Hi gmattester,
I feel the urge to reply to a few of your points:
ad1) I doubt the validity of this statement, why would GMAC use an inferior product for the actual test? Agreed, there is a certain number of questions that do not count towards your actual score on the actual GMAT, but those are needed as GMAC needs to refresh it's question pool every 31 days and needs to pretest new questions. However, I have not seen any evidence that GMATprep counts all questions asked. Until you do know both scoring algorithms, this statement is unfortunately unqualified.
ad2) Ok, I agree with you here, you take the exam more often and likely your score will fall in something like a 'personalized' gaussian distribution. But what does that really help you with for the B-school admissions process? If you have taken the exam 3+times, I'd bet you that adcom will question why you have done so. Again, experimental question play no role in any of this!
ad3) Again, what is the relevance if most business schools will tell you that taking the GMAT 3+ times tells them that you lack the ability to prepare efficiently and misjudge your own preparedness.

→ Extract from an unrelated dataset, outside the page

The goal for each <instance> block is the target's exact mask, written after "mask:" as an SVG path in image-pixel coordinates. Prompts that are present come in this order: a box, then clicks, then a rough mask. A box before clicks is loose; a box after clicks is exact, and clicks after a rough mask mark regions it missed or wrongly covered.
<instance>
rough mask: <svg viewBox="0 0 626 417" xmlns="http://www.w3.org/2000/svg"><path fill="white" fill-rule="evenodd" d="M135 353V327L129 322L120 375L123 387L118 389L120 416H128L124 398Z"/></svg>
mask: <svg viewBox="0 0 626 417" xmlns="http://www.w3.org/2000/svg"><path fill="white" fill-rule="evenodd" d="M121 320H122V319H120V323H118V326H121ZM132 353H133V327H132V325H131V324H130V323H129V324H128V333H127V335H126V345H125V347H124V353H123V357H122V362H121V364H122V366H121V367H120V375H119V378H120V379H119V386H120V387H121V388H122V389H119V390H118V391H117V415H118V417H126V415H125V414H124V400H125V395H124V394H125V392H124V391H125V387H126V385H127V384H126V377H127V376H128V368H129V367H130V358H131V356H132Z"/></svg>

There is no luck involved here, just like roulette: let's say you answered a 650 level question correctly, the program will throw you a 700level question let's say. You are right that question could be discrete probability (which you suck at) or it could be a tricky geometry question (which you are awesome at), so you feel like maybe you get lucky with a question or two, but with a truly adaptive test, it will randomly pick from the pool of questions that are appropriate for that level. Again true, there are certain concepts that will receive more questions than others, but those relative distributions are known, thus you train for them. No luck involved here in my opinion.

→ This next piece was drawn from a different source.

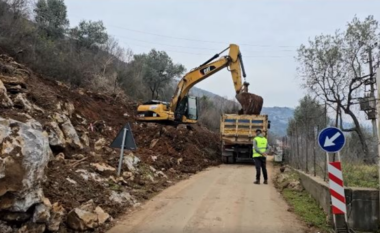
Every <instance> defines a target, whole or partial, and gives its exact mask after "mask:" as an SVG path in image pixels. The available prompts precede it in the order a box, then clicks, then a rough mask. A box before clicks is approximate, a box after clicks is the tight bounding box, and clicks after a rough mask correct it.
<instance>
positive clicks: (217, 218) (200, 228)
mask: <svg viewBox="0 0 380 233" xmlns="http://www.w3.org/2000/svg"><path fill="white" fill-rule="evenodd" d="M272 171H273V167H272V166H271V164H270V163H269V164H268V172H269V176H271V174H272ZM254 174H255V168H254V166H253V165H244V164H240V165H221V166H220V167H213V168H209V169H207V170H206V171H203V172H200V173H198V174H196V175H194V176H192V177H191V178H190V179H188V180H184V181H181V182H179V183H177V184H176V185H173V186H172V187H170V188H168V189H166V190H164V191H163V192H161V193H160V194H159V195H157V196H156V197H154V198H153V199H151V200H150V201H148V202H147V203H145V204H144V205H143V206H141V208H139V209H138V210H136V211H134V212H133V213H130V214H128V215H125V216H124V217H122V218H121V219H120V220H119V221H118V222H117V224H116V226H115V227H114V228H112V229H111V230H110V231H109V233H203V232H204V233H206V232H207V233H246V232H249V233H255V232H257V233H266V232H268V233H276V232H289V233H290V232H291V233H298V232H307V229H306V228H305V227H304V224H302V223H301V222H300V221H299V220H298V219H297V217H296V216H295V215H294V213H291V212H288V211H287V210H288V205H287V204H286V202H285V201H284V200H283V199H282V197H281V196H280V194H279V193H278V192H277V190H276V189H275V188H274V186H273V184H272V182H270V183H269V184H268V185H264V184H260V185H255V184H253V181H254ZM270 178H271V177H269V180H271V179H270Z"/></svg>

ad4) Sure if you run into an RC section that you have background knowledge in it will help you tremendously! I ran into this quite frequently in my prep with RC practice sessions, coincidentally though I did not have this advantage on the real exam. However, in my opinion I just as well could have. So again, in my opinion this was random, but I suppose it could be perceived as luck/bad luck. But let me point out another factor to you, math is a universal language and many people with very limited English skills will be able to perform extraordinarily on the GMAT quantitative section, but they will fail miserably in the verbal question. While you may argue the SC questions are no more than applying the rules of grammar (similar to mathematical principals) to a problem set, you first need to develop a sound understanding of the English language. Something that takes most of us years. Let's not even go into the command of English you need for the RC or CR questions, it is apparent that the average non-native English speaker is at a disadvantage here. Again, Luck will do you no good in this situation, it is practice and practice and more practice.

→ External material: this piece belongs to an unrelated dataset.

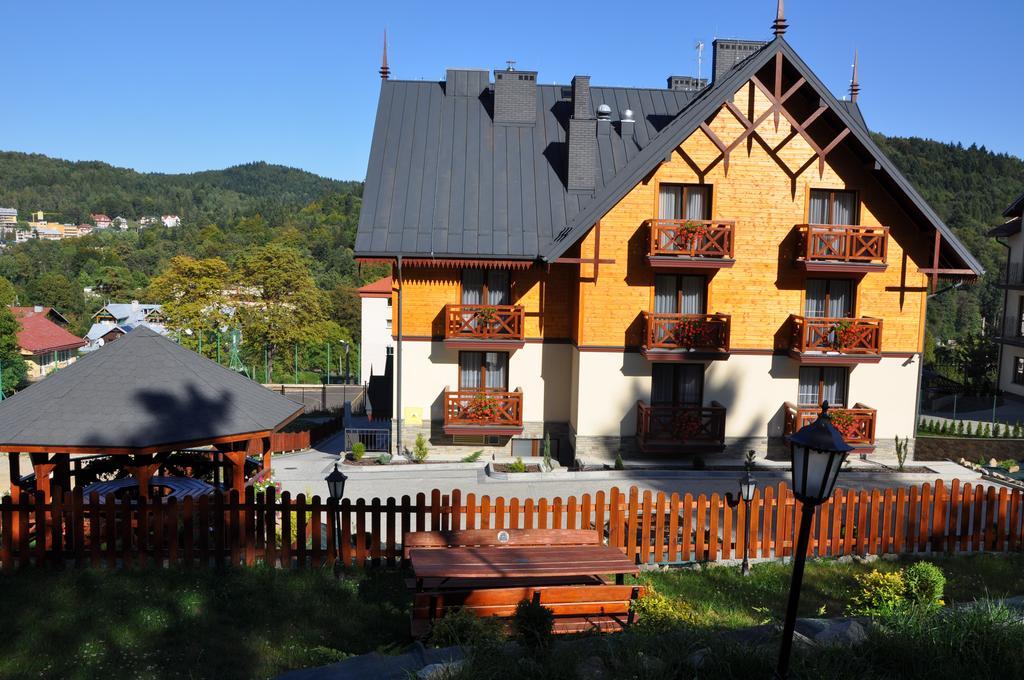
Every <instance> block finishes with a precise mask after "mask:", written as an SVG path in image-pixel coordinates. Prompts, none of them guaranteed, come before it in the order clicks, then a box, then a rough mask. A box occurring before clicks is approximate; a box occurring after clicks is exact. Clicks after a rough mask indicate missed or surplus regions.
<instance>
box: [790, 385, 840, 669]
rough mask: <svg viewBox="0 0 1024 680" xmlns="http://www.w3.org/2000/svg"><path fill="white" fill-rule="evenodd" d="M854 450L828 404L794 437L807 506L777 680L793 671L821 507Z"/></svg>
mask: <svg viewBox="0 0 1024 680" xmlns="http://www.w3.org/2000/svg"><path fill="white" fill-rule="evenodd" d="M852 449H853V447H851V445H850V444H848V443H847V442H846V441H845V440H844V439H843V435H842V434H840V432H839V430H837V429H836V427H835V426H834V425H833V424H831V418H829V417H828V402H827V401H825V402H823V403H822V405H821V415H820V416H818V419H817V420H815V421H814V422H813V423H811V424H810V425H806V426H804V427H802V428H800V431H798V432H797V433H795V434H793V435H792V436H791V437H790V452H791V455H792V458H793V495H794V496H796V497H797V500H799V501H800V502H801V504H802V505H803V512H802V513H801V515H800V534H799V536H798V538H797V548H796V552H795V553H794V555H793V581H792V582H791V583H790V601H788V604H786V608H785V623H784V625H783V626H782V644H781V647H780V649H779V652H778V667H777V668H776V670H775V677H776V678H785V677H786V676H787V675H788V672H790V653H791V652H792V651H793V632H794V629H795V628H796V625H797V605H798V604H799V603H800V588H801V586H802V585H803V582H804V563H805V562H806V561H807V542H808V540H809V539H810V535H811V524H812V523H813V522H814V513H815V511H816V510H817V507H818V506H819V505H821V504H822V503H824V502H825V500H827V499H828V497H830V496H831V494H833V491H835V488H836V479H837V478H838V477H839V471H840V469H841V468H842V467H843V462H844V461H845V460H846V456H847V454H849V453H850V451H851V450H852Z"/></svg>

Brings me to my point Numero Uno:
The GMAT is a very 'trainable' exam, however it does require a certain foundation (!) of elementary mathematical concepts and more importantly a comprehensive (!) command of the English language. In my opinion this is clearly reflected in the overall importance of the verbal score for the composite score where with let's say a xx percentile quantitative score and a yy percentile verbal score with xx<yy you will end up with a higher score compared to a yy percentile quantitative score and a xx percentile verbal score.
I suppose my bottom line is: Having luck/bad luck on the GMAT is a misconception.